(My family is going through something very profound and my father asked me to try and put something on paper, he has asked the use of my words for his grief so I am going to attempt to put my observations of pain into words.)
On Monday I saw my dad in a new light. He wasn't my dad that day, he was a man weeping over the casket of the love of his life. This is a man that served his country, shed blood, sweat and tears for the red white and blue broken by the lose of a woman that gave him purpose. This is a man who shouldered more tragedy in his life that I could possibly begin to understand and did it with a stiff lip, and when his love was taken from this world he openly wept at the reality of this, the greatest of his losses.
He has dwelt in the solace of the two pups turned children, Princess and Adorellba who have taken to cleaning his face of his tears of loss. He stands strong, like he always has, by the love he has for my mother. The matriarch of that love is gone but that hasn't changed the crippling reality of that love.
I have seen my dad literally kiss my mother's feet, I have seen them rub each others shoulders, steal kisses in the kitchen and playfully poke fun at each other. He has shouldered an imaginary burden of responsibility, tortured over what would have been if he hadn't gone to work like he always did, if by some freak of nature he could have possibly anticipated the nightmare we are now living through.
For a man dedicated to the protection of his family it is a back breaking thought to harbor. I know that no matter how many days pass he will always sense some kind of imaginary fault for what happened. The true tragedy is that what me and my father need is for Phyllis Walter to hold us both and tell us there was nothing we could do.This house has sheltered a singular family. We had a dynamic all our own that only the people under this roof can really understand, and now that dynamic has changed forever.
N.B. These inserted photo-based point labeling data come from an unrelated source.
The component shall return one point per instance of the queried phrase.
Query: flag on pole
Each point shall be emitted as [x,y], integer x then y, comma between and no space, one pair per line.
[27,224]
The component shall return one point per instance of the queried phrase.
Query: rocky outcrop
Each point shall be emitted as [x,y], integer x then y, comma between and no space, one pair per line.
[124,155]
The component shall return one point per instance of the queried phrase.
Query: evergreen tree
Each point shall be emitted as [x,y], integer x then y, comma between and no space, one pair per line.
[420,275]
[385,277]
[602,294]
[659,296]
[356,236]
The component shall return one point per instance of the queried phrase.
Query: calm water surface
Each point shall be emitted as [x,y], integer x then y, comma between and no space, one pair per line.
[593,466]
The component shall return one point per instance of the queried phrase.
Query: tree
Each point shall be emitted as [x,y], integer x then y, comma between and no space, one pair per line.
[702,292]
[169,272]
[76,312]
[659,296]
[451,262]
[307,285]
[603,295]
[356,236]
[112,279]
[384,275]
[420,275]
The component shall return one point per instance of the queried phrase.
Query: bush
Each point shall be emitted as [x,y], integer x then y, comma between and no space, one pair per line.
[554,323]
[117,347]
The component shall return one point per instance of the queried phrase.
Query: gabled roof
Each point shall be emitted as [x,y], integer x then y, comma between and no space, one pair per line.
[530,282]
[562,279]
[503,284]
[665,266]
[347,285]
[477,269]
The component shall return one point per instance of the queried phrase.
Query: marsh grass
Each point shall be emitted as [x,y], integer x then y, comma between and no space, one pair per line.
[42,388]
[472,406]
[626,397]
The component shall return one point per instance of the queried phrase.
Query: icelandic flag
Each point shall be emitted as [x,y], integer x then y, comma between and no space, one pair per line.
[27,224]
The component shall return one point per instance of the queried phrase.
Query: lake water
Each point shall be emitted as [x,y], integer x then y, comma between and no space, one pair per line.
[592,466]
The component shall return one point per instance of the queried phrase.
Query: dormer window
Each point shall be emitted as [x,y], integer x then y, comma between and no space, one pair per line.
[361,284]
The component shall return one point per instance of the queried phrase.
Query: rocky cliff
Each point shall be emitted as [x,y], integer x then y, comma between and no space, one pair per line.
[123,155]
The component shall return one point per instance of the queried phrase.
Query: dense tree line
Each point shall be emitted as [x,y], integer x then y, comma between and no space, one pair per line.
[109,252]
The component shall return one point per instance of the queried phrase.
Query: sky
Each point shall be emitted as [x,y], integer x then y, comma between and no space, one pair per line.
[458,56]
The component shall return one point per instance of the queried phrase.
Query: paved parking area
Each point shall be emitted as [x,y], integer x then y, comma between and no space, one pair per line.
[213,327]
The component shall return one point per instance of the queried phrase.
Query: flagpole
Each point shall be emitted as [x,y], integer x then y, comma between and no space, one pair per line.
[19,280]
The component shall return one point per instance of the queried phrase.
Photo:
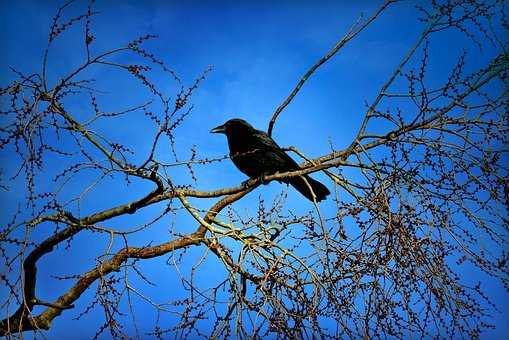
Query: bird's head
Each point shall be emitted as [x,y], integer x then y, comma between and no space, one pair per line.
[232,127]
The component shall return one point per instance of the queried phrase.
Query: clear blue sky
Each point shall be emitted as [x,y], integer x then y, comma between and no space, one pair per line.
[258,51]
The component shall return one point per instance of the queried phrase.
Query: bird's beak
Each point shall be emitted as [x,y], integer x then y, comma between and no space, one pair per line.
[218,129]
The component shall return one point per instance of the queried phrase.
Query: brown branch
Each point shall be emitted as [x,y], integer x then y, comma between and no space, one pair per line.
[352,33]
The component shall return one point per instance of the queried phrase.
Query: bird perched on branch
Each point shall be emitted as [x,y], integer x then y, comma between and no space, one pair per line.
[256,154]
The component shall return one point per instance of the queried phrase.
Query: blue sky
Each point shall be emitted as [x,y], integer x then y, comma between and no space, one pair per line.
[258,50]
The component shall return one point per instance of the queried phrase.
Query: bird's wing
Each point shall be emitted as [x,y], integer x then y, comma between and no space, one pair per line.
[267,143]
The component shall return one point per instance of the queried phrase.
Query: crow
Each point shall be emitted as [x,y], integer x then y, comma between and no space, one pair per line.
[256,154]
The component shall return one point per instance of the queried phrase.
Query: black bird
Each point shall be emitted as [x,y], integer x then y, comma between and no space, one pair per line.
[256,154]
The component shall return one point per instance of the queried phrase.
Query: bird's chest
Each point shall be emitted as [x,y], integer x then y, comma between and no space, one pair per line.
[251,158]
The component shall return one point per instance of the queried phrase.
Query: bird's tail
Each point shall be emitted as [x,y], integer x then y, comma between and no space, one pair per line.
[308,186]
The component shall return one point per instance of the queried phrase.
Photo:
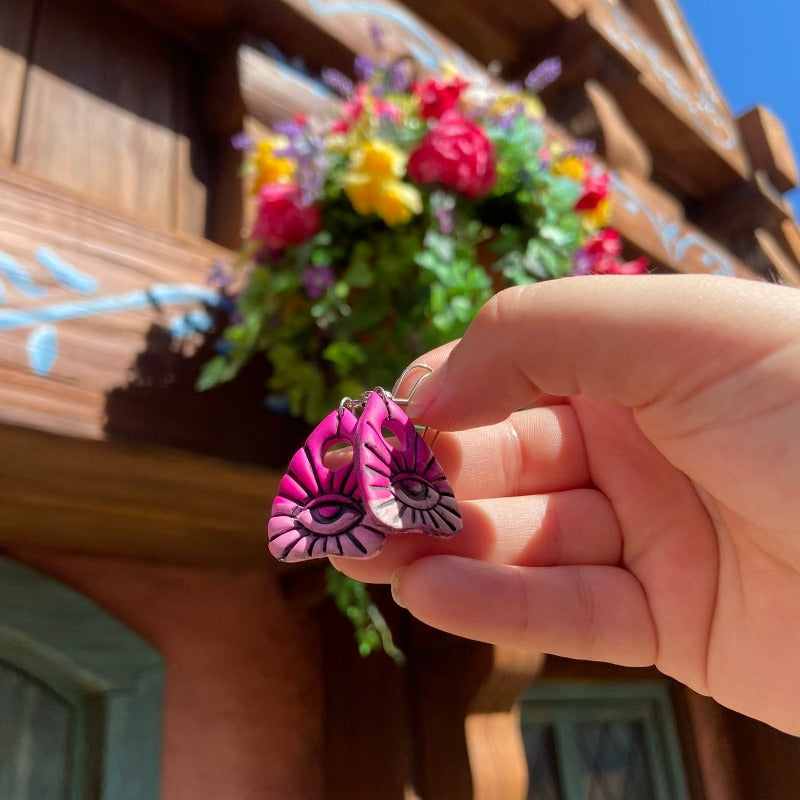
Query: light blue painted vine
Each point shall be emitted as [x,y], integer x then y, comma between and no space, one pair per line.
[42,345]
[676,241]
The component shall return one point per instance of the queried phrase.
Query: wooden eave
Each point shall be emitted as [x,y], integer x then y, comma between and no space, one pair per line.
[88,366]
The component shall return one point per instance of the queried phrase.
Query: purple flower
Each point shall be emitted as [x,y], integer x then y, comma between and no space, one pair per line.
[317,280]
[364,67]
[400,75]
[543,75]
[242,141]
[376,36]
[337,81]
[288,128]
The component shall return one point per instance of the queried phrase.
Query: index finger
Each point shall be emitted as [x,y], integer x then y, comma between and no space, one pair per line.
[629,340]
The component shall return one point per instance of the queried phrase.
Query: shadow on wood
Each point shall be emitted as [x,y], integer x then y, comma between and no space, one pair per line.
[160,405]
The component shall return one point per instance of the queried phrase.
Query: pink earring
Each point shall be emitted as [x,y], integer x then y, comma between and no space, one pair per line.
[391,484]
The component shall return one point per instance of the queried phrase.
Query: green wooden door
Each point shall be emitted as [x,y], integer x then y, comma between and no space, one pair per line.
[37,728]
[601,742]
[80,697]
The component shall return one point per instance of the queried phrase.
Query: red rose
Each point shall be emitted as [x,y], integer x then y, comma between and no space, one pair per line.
[436,97]
[600,255]
[595,189]
[457,154]
[604,244]
[613,266]
[282,218]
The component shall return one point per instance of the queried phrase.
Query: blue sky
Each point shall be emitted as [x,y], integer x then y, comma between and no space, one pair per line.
[752,48]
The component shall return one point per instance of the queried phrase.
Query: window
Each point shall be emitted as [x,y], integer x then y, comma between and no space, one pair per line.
[601,742]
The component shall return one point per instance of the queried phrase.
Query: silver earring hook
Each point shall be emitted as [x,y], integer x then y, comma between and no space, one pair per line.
[404,401]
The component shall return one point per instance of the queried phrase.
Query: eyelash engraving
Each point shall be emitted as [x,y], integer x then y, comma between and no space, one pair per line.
[402,484]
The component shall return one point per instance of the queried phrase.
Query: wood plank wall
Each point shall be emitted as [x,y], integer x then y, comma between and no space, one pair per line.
[117,125]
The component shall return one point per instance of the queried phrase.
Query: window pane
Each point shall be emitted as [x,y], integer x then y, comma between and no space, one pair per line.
[34,739]
[542,765]
[613,761]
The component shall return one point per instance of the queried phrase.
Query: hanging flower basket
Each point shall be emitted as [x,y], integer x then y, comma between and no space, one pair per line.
[380,233]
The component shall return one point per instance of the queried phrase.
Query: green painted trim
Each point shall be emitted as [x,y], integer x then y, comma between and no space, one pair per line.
[563,705]
[111,677]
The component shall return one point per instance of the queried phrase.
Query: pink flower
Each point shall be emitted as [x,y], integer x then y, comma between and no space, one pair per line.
[611,266]
[456,154]
[282,218]
[362,99]
[600,255]
[595,190]
[437,97]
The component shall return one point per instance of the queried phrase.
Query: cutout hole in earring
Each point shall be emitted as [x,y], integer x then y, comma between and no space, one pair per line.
[393,438]
[336,454]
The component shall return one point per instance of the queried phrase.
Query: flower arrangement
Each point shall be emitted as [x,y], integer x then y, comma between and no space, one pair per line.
[380,233]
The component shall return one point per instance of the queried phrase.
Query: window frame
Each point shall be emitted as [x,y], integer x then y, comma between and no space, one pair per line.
[563,705]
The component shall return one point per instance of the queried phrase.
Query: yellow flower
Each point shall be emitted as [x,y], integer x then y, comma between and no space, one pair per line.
[393,201]
[268,167]
[378,160]
[398,202]
[362,192]
[373,187]
[598,216]
[569,167]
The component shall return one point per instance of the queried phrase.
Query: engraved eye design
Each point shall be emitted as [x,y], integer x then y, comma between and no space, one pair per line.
[411,489]
[318,511]
[330,515]
[402,484]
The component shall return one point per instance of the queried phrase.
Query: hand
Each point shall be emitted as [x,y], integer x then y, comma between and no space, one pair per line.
[645,507]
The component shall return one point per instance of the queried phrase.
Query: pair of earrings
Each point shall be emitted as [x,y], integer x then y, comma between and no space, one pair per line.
[391,484]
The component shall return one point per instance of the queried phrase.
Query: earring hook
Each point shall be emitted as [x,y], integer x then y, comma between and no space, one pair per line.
[404,401]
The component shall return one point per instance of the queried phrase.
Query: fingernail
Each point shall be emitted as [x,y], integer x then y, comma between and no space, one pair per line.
[396,578]
[424,396]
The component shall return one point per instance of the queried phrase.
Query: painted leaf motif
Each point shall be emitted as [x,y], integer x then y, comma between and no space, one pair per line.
[318,511]
[42,349]
[402,485]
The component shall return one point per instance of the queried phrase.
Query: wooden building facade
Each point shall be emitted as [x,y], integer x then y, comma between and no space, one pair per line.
[148,647]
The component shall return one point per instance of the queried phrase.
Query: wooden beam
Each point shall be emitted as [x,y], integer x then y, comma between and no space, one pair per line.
[101,124]
[591,112]
[84,289]
[653,223]
[695,148]
[784,267]
[494,736]
[737,212]
[768,145]
[131,500]
[16,28]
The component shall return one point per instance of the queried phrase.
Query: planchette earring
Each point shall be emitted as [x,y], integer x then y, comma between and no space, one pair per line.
[402,485]
[392,484]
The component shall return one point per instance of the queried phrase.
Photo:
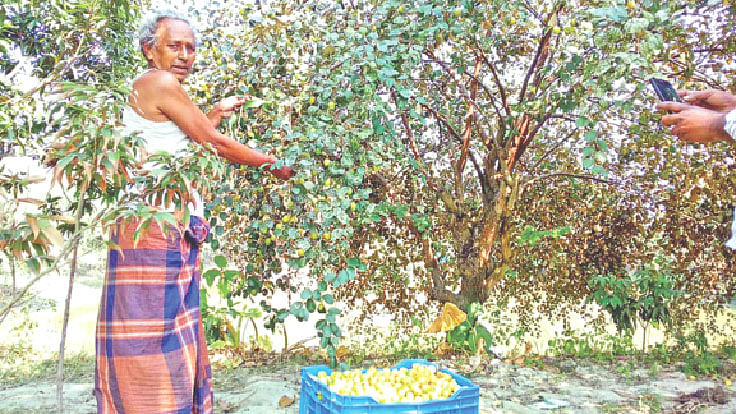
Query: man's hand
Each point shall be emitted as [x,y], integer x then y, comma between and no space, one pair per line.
[693,123]
[712,99]
[225,108]
[283,173]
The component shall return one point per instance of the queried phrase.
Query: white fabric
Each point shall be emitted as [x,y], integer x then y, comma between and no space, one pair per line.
[160,137]
[730,124]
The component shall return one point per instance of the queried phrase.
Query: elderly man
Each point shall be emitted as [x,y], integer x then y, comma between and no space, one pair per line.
[151,349]
[706,117]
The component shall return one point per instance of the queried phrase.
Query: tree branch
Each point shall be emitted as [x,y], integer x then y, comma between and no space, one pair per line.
[412,144]
[569,175]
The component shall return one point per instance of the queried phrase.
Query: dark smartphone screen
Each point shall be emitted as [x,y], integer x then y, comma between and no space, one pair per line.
[664,90]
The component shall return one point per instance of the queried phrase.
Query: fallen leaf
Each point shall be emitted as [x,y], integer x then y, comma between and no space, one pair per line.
[443,349]
[450,317]
[286,401]
[342,351]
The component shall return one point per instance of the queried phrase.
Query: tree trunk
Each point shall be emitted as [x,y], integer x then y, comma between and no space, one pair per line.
[12,273]
[65,324]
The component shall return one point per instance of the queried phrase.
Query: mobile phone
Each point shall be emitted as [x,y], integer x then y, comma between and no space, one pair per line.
[664,90]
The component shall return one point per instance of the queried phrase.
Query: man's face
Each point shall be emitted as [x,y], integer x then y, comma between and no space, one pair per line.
[174,49]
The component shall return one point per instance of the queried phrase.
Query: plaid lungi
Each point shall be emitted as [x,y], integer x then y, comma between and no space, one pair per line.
[151,348]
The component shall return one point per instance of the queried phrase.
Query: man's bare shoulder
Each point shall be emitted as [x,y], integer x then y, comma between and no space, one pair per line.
[155,81]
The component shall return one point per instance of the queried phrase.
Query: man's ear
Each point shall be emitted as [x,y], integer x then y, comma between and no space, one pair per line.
[148,51]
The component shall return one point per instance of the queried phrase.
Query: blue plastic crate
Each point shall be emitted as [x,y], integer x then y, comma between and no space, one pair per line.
[464,401]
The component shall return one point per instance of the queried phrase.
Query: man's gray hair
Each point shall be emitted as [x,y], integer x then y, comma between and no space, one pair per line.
[147,32]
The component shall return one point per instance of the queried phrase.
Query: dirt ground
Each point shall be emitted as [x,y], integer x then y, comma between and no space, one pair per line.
[559,385]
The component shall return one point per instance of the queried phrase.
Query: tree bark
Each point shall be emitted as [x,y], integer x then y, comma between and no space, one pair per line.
[62,343]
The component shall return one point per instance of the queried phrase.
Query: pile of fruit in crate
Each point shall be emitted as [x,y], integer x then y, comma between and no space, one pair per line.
[418,384]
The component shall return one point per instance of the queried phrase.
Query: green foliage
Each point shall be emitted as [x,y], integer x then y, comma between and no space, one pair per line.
[466,336]
[645,296]
[226,323]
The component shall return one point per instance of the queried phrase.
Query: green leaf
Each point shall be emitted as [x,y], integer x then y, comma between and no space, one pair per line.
[221,261]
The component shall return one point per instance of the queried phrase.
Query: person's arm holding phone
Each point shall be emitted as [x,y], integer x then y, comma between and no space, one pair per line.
[703,117]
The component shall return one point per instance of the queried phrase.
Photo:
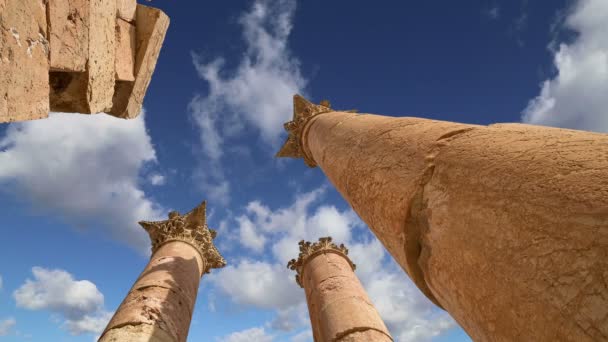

Both my father and I shuffle through this house of memories, memories of a protective mother, of a kind lover, of a woman that lived in strength. We walk in this house falling apart at the seems, having been robbed of the glue that kept us sane. This house, our hearts, our mannerisms, they all scream her name.
Broken is the only word that can be used to describe the man who took the job of my father when no one else wanted it. When the practicalities, the paper work is all done, all the T's are crossed and I's are dotted we are still left with a hole in our world.We are all we have now, and if a man has two options, to fight, or flight, than the former is the one we are choosing. We could let this drive a wedge, let ourselves drift from one another but mom's love wasn't the kind that lent it's self to weakness.
She made us strong, she made us brave and now that she is gone that is all we have left. Memories, courage and each other.